Illustration : détail d’un tableau de Balthus, dédié à Globeglauber (d’amitié et de chats).

Je suis inactuelle

Ils inscrivent l’irréel dans le passé. Le non lieu semble exiger ce déplacement et l’imparfait devenir temps de l’imaginaire. Trop flagrant, compromis dans de sournoises hypothèses, le conditionnel impratiqué mérite peut-être le dédain qu’il inspire, compensant par la condescendance la place qu’on lui refuse ailleurs. L’imparfait figure un conditionnel sans le si qui le borne et l’étrangle, dépourvu de  voile, de cache-misère n’accusant que davantage son impossibilité comme un amer constat, un impardonnable désengagement.
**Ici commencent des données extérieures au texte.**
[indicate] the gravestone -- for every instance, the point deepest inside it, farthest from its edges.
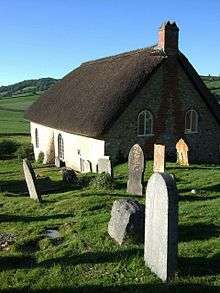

Aux échappées belles je préfère l’apesanteur linguistique du présent. Ni faux-semblants ni pointillés ni brumes artificielles, mais du concret, tangible et prosaïque. Si le passé est une circonférence autour du noyau de l’écrit, sans ce trait visible les possibilités de retrait sont infinies. L’immédiat offre un refuge plus sûr, plus efficace, que rien ne limite ni ne dénonce. Sous une apparence triviale, il recèle des couches innombrables et trompeuses pareilles aux galeries souterraines d’un terrier. Ce qu’il surexpose le dissimule ; l’évidence fortifie ce qu’elle recouvre. Soustrait à la durée, clignotant, fuyant, il s’absorbe et s’anéantit, trace peut-être leurre, à peine prononcé sitôt disparu. Je laisse le passé aux nostalgiques, aux  dandys de l’écriture et j’emprunte pour ma part les réseaux ironiques de l’indicatif –  à la fois présente et inactuelle.